United States - FTC Releases International Consumer Complaint Report
The FTC has released its International Consumer Complaints report for 2014, which examines cross-border complaint trends. The report is based on data from the FTCs Consumer Sentinel Network (CSN), a secure online database of millions of consumer complaints available only to law enforcement. Of the more than 1.5 million fraud complaints reported in the CSN in 2014, more than 98,000 (or 6%) were about cross-border fraud (excluding do not call registry and identity theft complaints). CSN includes complaints from a variety of sources, including econsumer.gov, an initiative of the International Consumer Protection and Enforcement Network (ICPEN).Consumers can use econsumer.gov to lodge complaints in English, French, Korean, Japanese, Polish, Spanish and Turkish. In 2014, consumer protection law enforcers from 32 nations participated in the econsumer.gov network.
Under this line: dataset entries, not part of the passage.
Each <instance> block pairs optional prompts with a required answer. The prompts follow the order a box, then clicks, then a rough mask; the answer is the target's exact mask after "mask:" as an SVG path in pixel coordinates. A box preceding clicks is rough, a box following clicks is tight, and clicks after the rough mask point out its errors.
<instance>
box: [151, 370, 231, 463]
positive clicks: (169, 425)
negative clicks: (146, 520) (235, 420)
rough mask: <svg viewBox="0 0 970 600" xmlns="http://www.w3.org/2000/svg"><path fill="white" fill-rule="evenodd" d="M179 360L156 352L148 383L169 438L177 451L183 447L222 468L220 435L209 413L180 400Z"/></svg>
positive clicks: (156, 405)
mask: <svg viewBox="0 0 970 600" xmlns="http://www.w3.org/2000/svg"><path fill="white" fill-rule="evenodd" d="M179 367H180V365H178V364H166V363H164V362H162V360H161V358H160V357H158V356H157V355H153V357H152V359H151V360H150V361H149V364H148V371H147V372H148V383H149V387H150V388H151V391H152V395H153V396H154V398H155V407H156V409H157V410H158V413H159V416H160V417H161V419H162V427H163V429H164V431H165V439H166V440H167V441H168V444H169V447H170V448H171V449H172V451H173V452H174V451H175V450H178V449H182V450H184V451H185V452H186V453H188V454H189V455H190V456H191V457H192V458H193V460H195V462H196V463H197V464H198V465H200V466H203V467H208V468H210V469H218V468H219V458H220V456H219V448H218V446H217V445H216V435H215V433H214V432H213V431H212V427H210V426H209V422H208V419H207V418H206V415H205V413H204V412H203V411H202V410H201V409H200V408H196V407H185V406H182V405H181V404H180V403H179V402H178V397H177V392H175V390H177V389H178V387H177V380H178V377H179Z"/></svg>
Nearly 49% of the cross-border complaints in CSN were by U.S. consumers complaining about foreign companies (excluding Canada) and nearly 5% involved U.S. consumers complaining about companies located in Canada. Another 18 percent were reported by foreign consumers against companies located in the U.S. or Canada, and 12 percent were by foreign consumers against companies in other foreign locations.Canada was the number one reported foreign company location for calendar year 2014, followed by Nigeria, the United Kingdom, China, Jamaica, India, Mexico, Ghana, the Dominican Republic and the Philippines. Because company locations are based on addresses reported by complaining consumers, who may not know where companies are located, the report likely understates the number of cross-border and international complaints. |
The leading complaint category for cross-border complaints filed by U.S. consumers was family/friend impostor scams (10%), followed by shop at-home/catalog sales (8%), prizes/sweepstakes/gifts (7%), foreign money offers (6%) and telemarketing practices (5%). For complaints received solely through econsumer.gov (and not through other CSN database sources), the top complaint categories were shop-at-home/catalog sales (18%) followed by computers: equipment/software (8%), credit cards (5%) and internet auction.